I operate with the parabola definition $\tag{1} \|X-F\| = distance(X, L)$, where $F=(f, g)$ is the focus point, $X=(x, y)$ is a point on the parabola, $L = \{Y | (Y-P)N = 0 \}$ is the directrix line, $N = (a, b)$ is unit-vector normal to the directrix (i.e. $a^2+b^2=1$), $P=(p,q)$ is a point on the directrix.

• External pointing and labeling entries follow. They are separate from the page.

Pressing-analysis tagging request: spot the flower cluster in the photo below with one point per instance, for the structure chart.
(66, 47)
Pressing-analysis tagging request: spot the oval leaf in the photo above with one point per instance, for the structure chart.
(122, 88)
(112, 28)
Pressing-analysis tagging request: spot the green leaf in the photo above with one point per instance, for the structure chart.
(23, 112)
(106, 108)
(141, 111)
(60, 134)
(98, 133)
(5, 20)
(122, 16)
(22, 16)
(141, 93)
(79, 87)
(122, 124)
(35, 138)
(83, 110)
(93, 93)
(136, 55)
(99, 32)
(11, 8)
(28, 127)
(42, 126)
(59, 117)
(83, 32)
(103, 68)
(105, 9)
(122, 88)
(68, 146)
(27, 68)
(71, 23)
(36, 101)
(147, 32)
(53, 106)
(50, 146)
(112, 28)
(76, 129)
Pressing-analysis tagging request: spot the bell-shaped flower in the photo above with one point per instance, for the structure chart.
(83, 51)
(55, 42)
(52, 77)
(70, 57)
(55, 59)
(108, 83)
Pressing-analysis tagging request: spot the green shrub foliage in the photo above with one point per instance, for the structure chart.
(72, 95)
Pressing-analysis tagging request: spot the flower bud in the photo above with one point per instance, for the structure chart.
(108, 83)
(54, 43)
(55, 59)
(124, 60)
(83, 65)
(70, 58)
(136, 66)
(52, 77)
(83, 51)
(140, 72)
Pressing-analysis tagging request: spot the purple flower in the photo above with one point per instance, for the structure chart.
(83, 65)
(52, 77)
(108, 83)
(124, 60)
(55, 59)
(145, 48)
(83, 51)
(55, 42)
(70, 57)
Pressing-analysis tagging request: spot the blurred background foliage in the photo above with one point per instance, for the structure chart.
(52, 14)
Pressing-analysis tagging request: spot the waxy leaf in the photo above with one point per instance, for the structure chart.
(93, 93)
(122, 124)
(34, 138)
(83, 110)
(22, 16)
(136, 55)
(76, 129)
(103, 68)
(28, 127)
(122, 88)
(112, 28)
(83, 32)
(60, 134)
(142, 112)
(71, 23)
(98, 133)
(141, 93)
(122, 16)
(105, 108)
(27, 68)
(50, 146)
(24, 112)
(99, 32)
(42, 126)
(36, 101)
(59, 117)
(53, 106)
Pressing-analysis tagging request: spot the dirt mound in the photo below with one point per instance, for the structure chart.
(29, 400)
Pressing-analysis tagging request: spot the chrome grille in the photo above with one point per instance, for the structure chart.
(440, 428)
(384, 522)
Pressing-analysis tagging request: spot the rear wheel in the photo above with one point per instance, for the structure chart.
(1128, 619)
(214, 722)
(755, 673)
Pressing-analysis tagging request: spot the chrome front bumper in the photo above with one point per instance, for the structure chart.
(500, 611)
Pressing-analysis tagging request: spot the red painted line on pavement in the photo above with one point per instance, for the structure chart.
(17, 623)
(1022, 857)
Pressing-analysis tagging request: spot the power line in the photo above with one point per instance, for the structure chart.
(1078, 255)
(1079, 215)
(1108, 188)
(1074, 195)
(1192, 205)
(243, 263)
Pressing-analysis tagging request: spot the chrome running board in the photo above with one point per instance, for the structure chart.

$distance(X,L) = |(X-P)N| = |(x-p, y-q)(a,b)| = |a(x-p) + b(y-q)|$
If I plug that back into $1$, I get:
$\sqrt{(x-f)^2 + (y-g)^2} = |a(x-p) + b(y-q)| \implies$ $\left(x-f\right)^2 + \left(y-g\right)^2 = \left( a \left( x-p \right) + b \left( y-q \right) \right)^2 \implies$ $\tag{2} k_{x^2}x^2 + k_{y^2}y^2 + k_{xy}xy + k_{x}x + k_{y}y + k = 0$
Where $$ k_{x^2} = a^2-1 ;\\ k_{y^2} = b^2-1 ;\\ k_{xy} = 2ab ;\\ k_{x} = 2(f - a^2p - abq) ;\\ k_{y} = 2(g - abp - b^2q) ;\\ k = a^2p^2+2abpq+b^2q^2-f^2+g^2 $$
How can I derive necessary conditions for the constant coefficients, in order for the equation to be for a parabola?
I suppose we need to prove that not at least one of $k_x, k_y$ should be $\ne 0$, but I don't know how to prove that (by using the parabola definition in equation $1$ above).
We know that $N \ne (0, 0)$, so not both $a, b$ can be $0$. However, even proving at least one of $P, F$ has to be non-0 also is out of my reach for now. When $P=F=0$, I get $(a^2-1)x^2 - y^2 + 2a\sqrt {1-a^2} xy = 0$, and I'm stuck in proving that's not a parabola.
Thanks!
Context
Starting with a wrong premise that the sufficient condition for a parabola is $ab=c^2$, I started the question for the first part of the generic parabolic equation here.
Now, thanks to getting an answer to that question, I understood that that's neither sufficient nor even correct condition, and since the recommendation is to start a new question, that's what I'm doing here, with the wish to get to the generic parabolic equation, together with the sufficient conditions.
Given the parabola directrix
$$ p = p_0 + \lambda \vec v,\ \ \ \|\vec v\|=1 $$
and the focus $f$, with $q = (x,y)'$, the parabola has the property:
$$ \|f-q\|^2=\|q-p_0-((q-p_0)\cdot\vec v)\vec v\|^2 $$
so developing and grouping terms we arrive at
$$ q'\cdot(\vec v\cdot\vec v')\cdot q-2(f+(\vec v\cdot\vec v'-I_2)\cdot p_0)\cdot q+\|f\|^2-p_0'\cdot (\vec v\cdot\vec v'-I_2)\cdot p_0=0 $$
here
$$ \vec v\cdot\vec v'=\left(\matrix{v_x^2&v_xv_y\\ v_xv_y & v_y^2}\right)\\ I_2=\left(\matrix{1&0\\ 0 & 1}\right) $$
Now given a quadratic $q'\cdot M\cdot q+B\cdot q + C=0$ it is a parabola if $M$ can be written in the form
$$ M = \left(\matrix{a^2& a b\\ a b& b^2}\right),\ \ \ a^2+b^2\ne 0 $$
and also
$$ (f-p_0)\times\vec v\ne \vec 0 $$
NOTE
The involved parameters are
$$ \cases{ p_0\ \ \, (2)\\ f\ \ \ \ (2)\\ \vec v\ \ \ \ (2) } $$
and the conditions are
$$ \cases{ \|\vec v\| \ne 0\ \ \ \ \ \ \ \ \ \ \ \ \ \ \ \ \ (1)\\ (f-p_0)\times\vec v \ne 0 \ \ (1) } $$
so we have $(6)-(2)=(4)$ characteristic parameters. Now regarding the form
$$ a x^2+b x y + c y^2+d x+ e y + g=0 $$
we have $(6)$ free parameters and $(2)$ conditions to establish a parabola, remaining $(4)$ characteristic parameters.